La population sera amenée à se déterminer le 13 juin sur plusieurs sujets relatifs à la sauvegarde de la biodiversité et à l’urgence climatique. Au niveau fédéral, trois votations cruciales concernent la réduction des émissions de gaz à effet de serre (loi sur le CO2) et l’impact des pesticides sur l’environnement. Quant à la votation en Ville de Genève sur la Cité de la musique, les conséquences de ce projet de construction sur la biodiversité sont au cœur des enjeux.

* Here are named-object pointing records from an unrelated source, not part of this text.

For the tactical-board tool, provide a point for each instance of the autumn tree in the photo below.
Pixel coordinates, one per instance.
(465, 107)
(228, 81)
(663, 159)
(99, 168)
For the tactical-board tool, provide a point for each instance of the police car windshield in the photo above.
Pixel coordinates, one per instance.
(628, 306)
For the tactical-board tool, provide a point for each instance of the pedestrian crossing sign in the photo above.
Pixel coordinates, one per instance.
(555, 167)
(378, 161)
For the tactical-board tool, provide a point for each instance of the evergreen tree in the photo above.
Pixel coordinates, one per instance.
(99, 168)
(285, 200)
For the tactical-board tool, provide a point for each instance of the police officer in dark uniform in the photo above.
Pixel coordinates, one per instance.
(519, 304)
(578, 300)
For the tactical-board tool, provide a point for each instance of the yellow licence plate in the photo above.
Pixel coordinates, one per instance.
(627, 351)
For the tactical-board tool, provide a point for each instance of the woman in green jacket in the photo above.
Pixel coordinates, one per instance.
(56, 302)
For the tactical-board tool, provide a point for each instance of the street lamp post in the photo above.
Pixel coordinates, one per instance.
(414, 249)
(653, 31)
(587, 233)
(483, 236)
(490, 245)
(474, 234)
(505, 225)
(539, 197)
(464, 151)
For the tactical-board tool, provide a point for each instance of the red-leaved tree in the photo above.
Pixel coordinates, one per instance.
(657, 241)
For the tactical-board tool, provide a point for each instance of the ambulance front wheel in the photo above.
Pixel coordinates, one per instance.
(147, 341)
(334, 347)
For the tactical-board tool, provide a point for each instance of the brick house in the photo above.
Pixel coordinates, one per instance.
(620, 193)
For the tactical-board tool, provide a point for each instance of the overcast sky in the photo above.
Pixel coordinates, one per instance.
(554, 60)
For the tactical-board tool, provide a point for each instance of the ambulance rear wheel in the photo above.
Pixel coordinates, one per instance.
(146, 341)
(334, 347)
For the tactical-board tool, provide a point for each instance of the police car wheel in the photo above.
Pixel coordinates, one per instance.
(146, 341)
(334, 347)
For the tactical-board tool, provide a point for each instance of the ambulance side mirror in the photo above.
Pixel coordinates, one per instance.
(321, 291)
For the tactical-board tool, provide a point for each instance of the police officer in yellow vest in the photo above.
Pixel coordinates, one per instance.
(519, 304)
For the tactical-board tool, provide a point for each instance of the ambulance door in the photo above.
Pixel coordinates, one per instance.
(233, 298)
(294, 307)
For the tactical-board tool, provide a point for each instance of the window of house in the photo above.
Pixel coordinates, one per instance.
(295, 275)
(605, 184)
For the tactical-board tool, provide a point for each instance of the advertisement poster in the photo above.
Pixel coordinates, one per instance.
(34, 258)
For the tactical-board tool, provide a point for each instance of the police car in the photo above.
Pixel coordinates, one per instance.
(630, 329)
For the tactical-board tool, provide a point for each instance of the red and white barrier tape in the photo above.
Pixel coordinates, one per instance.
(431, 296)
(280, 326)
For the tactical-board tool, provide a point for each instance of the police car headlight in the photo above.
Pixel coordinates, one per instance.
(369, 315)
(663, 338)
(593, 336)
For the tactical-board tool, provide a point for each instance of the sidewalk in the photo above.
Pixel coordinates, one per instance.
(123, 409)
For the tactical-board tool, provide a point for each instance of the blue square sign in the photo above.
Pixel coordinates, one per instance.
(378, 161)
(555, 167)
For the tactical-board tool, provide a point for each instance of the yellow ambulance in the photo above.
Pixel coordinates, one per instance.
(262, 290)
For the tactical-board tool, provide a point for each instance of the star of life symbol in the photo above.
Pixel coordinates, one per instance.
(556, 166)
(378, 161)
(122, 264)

La loi sur le CO2 rassemble un large front des milieux politiques, économiques et associatifs qui ont compris qu’il n’est plus possible de repousser les mesures à prendre pour lutter contre le réchauffement climatique. Les deux initiatives contre l’utilisation des pesticides de synthèse soulèvent des enjeux fondamentaux. Selon celles et ceux qui tergiversent, ces objets seraient trop rapides, trop extrêmes, trop écolos… C’est oublier que l’impact des pesticides et des engrais chimiques est dénoncé depuis des dizaines d’années dans des centaines de rapports, sans pourtant nous amener à agir contre les conséquences désastreuses de l’agriculture intensive.

Les lobbys agricoles agitent aussi bien le spectre d’une hypothétique raréfaction des denrées alimentaires (fini les pâtes…) que celui d’une explosion de leurs coûts. C’est un comble, sachant que l’utilisation de ces pesticides représente une menace bien plus grave pour notre sécurité alimentaire. En 2019, l’Organisation des Nations Unies pour l’agriculture et l’alimentation publiait un rapport alarmant concernant la disparition des pollinisateurs; sans eux, c’en est fini de notre production agricole. Faire reconnaître la dangerosité du tabac a pris des décennies. Comme dans le cas des pesticides, on a vu se multiplier les études fallacieuses financées par les cigarettiers, visant à défendre le commerce sans entrave d’un produit mortel pour l’être humain. De même, la dangerosité des pesticides n’est plus à prouver.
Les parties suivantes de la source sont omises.